On the other hand, EVs are not present in 30-50% of children with cirrhosis,^3,4,24 which implies performing an invasive and expensive procedure in many patients unnecessarily. In the present study no EV was observed in 51.4% of patients with chronic liver disease. It is noteworthy that most of these were classified as Child-Pugh A.

Factors predictive for the presence of EV in cirrhotic adults have been studied in order to restrict EGDs to patients with risk for EV.^5-14

In this case series, the assessment of the presence of thrombocytopenia and the platelet count was found to be indicative of EV in patients with chronic liver disease. This result indirectly reflects the presence of portal hypertension by hypersplenism found in most patients with splenomegaly. Moreover, this variable remained even after multivariate analysis: group I patients with less than 119,000 platelets were more likely to have EV, showing high specificity (88.2%), PPV (86.6%), NPV (78.9%), and accuracy (83%).
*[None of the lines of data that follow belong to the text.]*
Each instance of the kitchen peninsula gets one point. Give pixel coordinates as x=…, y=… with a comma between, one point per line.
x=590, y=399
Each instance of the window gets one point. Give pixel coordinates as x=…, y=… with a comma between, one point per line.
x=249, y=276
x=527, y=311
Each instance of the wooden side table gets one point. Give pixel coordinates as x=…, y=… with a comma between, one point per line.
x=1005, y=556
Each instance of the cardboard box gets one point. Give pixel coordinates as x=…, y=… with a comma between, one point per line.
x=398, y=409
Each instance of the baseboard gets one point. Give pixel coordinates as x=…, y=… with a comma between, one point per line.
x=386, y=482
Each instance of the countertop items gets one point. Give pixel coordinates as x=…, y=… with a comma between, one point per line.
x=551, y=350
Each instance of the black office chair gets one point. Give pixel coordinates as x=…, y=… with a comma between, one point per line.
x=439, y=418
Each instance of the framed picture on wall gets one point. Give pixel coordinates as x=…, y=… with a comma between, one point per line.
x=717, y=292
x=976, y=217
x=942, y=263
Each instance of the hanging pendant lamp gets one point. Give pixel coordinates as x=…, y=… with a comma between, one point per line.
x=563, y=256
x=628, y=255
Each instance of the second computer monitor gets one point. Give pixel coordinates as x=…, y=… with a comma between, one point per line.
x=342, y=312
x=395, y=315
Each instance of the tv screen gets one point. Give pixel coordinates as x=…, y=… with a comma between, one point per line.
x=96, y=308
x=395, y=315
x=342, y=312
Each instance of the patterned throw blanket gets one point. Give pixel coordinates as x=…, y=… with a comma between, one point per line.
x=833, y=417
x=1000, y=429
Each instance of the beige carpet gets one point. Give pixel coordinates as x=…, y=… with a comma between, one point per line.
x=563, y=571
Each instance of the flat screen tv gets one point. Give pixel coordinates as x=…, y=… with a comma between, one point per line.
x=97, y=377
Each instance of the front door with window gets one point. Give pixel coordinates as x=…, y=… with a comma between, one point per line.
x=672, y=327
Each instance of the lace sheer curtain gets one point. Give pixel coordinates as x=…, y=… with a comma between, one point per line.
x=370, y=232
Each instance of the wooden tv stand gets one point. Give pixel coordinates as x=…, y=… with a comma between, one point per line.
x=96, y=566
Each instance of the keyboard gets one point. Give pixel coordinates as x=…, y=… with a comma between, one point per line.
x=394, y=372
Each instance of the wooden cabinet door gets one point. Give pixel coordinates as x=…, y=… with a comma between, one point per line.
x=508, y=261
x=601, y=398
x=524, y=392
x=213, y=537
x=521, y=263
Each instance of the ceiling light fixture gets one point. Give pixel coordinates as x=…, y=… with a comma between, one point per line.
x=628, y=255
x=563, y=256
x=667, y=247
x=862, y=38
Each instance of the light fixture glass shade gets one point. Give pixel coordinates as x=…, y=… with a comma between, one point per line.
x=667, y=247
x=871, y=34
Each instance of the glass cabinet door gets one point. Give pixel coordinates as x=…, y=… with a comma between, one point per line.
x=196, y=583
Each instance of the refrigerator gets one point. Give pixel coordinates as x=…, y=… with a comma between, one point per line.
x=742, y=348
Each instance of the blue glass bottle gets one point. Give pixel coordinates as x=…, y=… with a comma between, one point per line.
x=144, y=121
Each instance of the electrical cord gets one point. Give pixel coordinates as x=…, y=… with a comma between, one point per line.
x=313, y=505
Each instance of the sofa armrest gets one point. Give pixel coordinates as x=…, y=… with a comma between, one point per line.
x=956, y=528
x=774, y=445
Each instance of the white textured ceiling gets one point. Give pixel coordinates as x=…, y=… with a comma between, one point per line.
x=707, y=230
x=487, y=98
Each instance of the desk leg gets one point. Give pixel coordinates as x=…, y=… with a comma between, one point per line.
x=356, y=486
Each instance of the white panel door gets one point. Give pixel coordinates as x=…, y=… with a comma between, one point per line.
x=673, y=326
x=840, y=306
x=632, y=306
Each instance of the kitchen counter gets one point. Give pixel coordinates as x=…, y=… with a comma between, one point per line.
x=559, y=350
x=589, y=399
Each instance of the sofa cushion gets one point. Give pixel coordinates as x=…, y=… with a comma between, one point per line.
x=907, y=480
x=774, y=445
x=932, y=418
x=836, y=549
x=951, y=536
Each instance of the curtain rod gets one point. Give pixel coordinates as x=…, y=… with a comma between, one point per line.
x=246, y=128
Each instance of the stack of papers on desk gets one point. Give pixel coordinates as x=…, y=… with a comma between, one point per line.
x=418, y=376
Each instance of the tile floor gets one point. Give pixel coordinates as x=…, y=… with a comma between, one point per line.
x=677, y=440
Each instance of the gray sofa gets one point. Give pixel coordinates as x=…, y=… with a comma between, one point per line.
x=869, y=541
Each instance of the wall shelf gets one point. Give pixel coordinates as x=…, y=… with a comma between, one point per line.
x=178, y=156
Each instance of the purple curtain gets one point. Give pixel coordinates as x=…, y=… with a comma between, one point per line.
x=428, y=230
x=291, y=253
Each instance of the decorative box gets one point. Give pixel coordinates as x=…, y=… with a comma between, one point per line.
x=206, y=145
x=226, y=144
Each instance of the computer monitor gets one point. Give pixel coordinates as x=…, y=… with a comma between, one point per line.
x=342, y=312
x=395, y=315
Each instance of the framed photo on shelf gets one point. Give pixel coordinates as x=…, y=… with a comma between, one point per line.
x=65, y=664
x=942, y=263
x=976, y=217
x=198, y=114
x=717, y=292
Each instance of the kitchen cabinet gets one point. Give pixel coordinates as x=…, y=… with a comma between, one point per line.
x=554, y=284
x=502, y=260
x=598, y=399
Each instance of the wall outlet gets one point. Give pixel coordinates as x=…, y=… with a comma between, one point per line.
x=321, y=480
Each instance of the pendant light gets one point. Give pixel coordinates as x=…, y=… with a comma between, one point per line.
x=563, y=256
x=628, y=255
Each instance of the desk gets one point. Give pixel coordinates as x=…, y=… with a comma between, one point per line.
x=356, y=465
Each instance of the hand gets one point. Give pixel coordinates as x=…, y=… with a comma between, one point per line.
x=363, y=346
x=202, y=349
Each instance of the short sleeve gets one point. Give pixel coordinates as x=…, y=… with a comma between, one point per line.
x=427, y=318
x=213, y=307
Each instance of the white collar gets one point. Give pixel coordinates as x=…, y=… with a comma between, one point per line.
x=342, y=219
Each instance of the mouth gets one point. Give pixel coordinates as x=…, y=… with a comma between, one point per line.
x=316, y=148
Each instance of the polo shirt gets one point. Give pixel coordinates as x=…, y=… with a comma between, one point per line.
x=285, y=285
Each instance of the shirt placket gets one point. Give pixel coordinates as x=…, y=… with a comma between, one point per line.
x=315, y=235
Studies in children^3,4 and adults^5-11,13,14 had a similar result. Fagundes et al.³ studied 85 children and adolescents with chronic liver disease and found that patients with less than 120,000 platelets were more likely to have EV. Likewise, Gana et al.⁴ also found a lower platelet count in patients with EV.

Although there are reports in the literature that approximately 2% of patients taking azathioprine had thrombocytopenia,²⁵ a comparison was performed between the number of platelets of patients taking the drug and the other patients with chronic liver disease. There was no statistical difference. Therefore, the assessment of this variable was maintained for patients with autoimmune hepatitis.

The presence of splenomegaly was significant among patients with chronic liver disease who had EV (p = 0.0003), a result also found by other authors.^{3,4,6,11,13,14} In this case series, SI > 1.18 showed good accuracy (85.9%) and NPV of 86.6%. It is possible that the splenic size can discriminate patients as to the necessity of performing EGD, because among the 15 patients with SI < 1.18, only two had EV, in both of them small-caliber, with no sign of red (low risk of bleeding, without the need for primary prophylaxis).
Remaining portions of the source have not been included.